Re-evaluation appears to have been sorted, given Gibson is now a Norwich City loan player – Burnley doesn’t appear to have been a place where he could lay his hat and call home.
So what have City got for their interest?
Well, the aforementioned England call-up was a mark of his pedigree, which began development at Boro when Gibson was 12 and earned him his first pro contract in 2010. Loans to Plymouth, York – where he won the 2012 FA Trophy final at Wembley and went back eight days later for the Conference Premier play-off final victory – and Tranmere.
It was the learning process that helped establish him at Middlesbrough, where he was on the losing side in the 2015 Championship play-off final against Norwich, but a year later helped them to promotion as runners-up, behind, coincidentally, champions Burnley.

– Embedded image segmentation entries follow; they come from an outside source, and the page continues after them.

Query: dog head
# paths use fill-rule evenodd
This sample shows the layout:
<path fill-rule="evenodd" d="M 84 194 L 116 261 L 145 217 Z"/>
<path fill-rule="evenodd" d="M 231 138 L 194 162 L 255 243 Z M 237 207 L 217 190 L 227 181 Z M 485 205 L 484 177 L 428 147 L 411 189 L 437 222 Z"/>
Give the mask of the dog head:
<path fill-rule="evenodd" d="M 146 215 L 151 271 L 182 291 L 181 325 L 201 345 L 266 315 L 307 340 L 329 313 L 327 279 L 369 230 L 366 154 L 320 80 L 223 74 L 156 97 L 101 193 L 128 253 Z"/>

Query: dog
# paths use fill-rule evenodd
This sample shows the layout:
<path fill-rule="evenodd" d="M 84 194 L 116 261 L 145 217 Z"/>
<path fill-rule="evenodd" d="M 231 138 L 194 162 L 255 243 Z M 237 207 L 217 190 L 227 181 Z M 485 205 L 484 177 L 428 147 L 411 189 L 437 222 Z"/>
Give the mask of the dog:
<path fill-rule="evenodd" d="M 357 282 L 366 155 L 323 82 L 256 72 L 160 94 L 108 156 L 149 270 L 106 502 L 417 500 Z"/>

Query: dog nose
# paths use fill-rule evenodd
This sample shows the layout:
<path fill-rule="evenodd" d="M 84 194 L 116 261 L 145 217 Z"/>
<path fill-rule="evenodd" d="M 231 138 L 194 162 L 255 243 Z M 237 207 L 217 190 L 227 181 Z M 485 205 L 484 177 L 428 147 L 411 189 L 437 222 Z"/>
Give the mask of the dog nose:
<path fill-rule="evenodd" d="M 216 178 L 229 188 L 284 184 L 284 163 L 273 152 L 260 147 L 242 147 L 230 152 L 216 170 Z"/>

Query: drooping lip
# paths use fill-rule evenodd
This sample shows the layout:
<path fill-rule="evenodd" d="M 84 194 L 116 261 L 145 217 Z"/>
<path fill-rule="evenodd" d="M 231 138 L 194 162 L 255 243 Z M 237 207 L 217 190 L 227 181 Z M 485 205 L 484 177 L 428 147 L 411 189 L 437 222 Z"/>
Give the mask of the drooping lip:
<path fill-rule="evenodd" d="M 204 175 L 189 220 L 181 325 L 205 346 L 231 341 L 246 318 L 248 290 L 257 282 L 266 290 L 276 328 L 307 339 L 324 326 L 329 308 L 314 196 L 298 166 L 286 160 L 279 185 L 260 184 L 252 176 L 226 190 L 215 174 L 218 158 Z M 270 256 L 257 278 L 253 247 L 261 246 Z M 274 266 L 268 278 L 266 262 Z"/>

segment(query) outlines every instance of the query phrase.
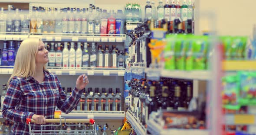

Boro survived only one season – during which he received an England call-up to replace the injured Chris Smalling for a World Cup qualifier against Lithuania – and after failing to make an immediate return to the top flight, allowed Gibson to head to Turf Moor, where he signed a four-year contract for a joint club-record fee of £15m.
That one Premier League game isn’t entirely reflective of his Burnley career to date – although it’s not far off: his debut in August 2018 was a Europa League game against Basaksehir, in which he was booked, and a week later he played in the tie at Olympiacos, when he was sent off after a second yellow.
He had to wait until Boxing Day for his next appearance, when he scored the only goal in a 5-1 defeat at home to Everton. Two FA Cup starts followed – and that was it for 2018-19. His only game last season was an EFL Cup defeat at home to Sunderland in August last year.
When Watford couldn’t agree a deal with Burnley in January, Gibson ended up training with Middlesbrough, which some would say is a very sorry state of affairs.
A tight-lipped Dyche said at the time there was “a private angle to it, which will remain private.”
It perhaps didn’t help that he reportedly posted pictures of himself in full Middlesbrough kit on social media.
As former Burnley striker Jon Walters said: “He just hasn’t played. He trained unbelievably well every single day. He is so professional outside of the club and he is constantly doing things to keep himself on top. Obviously something has happened. From the outside it looks like he wants to go. Something has happened within the club. Whether it’s a falling out with the manager or staff, whatever has happened.”
Leicester wanted to sign Gibson before they opted for Harry Maguire. The new loan signing is a left-sided centre-back, who has experience of helping teams out of the Championship.
And at 27 and having been in a state of limbo, he has some catching up to do: you’d expect he’s champing at the bit.
He has a good footballing brain, he’s strong and quick, and while he has footballing ability, there some no-frills too – perhaps Dyche saw a bit of himself in Gibson when he signed him. If safety first is his mantra it would make a change from some of the horrendous defending that saw City tumble back in the Championship last season. Certainly, in his only season in the Premier League he stood out in a poor Boro side, and held his own against some top quality strikers.
Norwich will be hoping they give him the opportunity to do it again soon.